My mother became ill and I returned to England where I completed another post-doc. After that, I began to apply for academic positions and was accepted at the College of Pharmacy in South Carolina. I read up on South Carolina and Charleston and decided that I might like it there. I spent from February of 1986 right up to September 2000 at the University of South Carolina. Here I encountered one of the greatest challenges in my career as the college did not have a great deal of start-up monies. Going into my first lab as an Assistant Professor, I started with an old refrigerator and virtually no equipment. I applied for large grants right from the beginning, but it was hard to receive grants working in a lab which could provide so little. I borrowed and bought used equipment and by the time I received tenure, that lab was pretty full with both equipment and graduate students.

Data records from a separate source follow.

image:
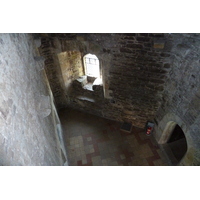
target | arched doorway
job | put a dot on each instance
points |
(175, 143)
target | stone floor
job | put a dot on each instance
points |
(94, 141)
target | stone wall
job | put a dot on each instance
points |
(134, 69)
(28, 122)
(181, 96)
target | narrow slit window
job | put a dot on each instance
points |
(91, 63)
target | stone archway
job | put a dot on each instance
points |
(164, 131)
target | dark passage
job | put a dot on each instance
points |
(177, 144)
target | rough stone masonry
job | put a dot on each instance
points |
(27, 124)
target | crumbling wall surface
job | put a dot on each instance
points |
(181, 96)
(27, 128)
(134, 68)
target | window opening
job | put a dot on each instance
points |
(92, 71)
(91, 63)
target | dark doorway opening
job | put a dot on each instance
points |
(177, 144)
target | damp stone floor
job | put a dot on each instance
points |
(95, 141)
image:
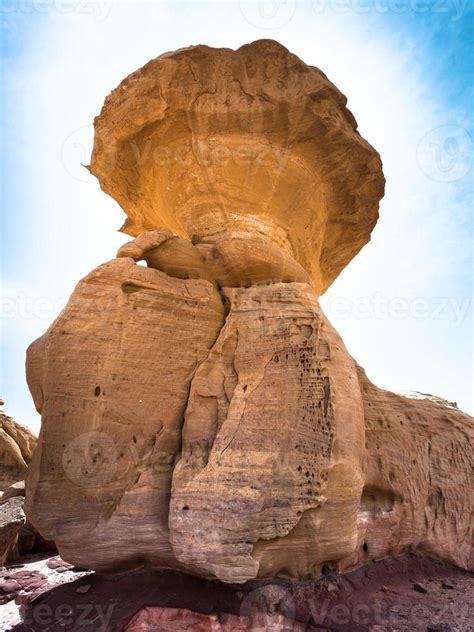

Around 1998, after I had become established in my field, people started approaching me asking if I would like to move. I had received tenure and was not exactly looking, but was curious as to what was coming in as offers. I came to New Jersey three or four times before I became attracted to the position I am currently in. The attraction was that I was offered a regular faculty position, but would also work doing research in the New Jersey Center for Biomaterials. I spent five years at the UMDNJ Newark and did all my teaching at Rutgers in Pharmacy. In 2005 I moved to Rutgers and to a new Life Sciences building on Busch campus. Now I have students and colleagues in very diverse fields, promoting external collaborations and making things a bit more exciting.
Overall, one of the greatest difficulties in working in pharmacy, and more specifically, in the basic pharmaceutical sciences, was finding women scientists who could provide adequate support and mentorship. Here at Rutgers we are unusual in having three tenured professors including myself in pharmaceutics and many female graduate students.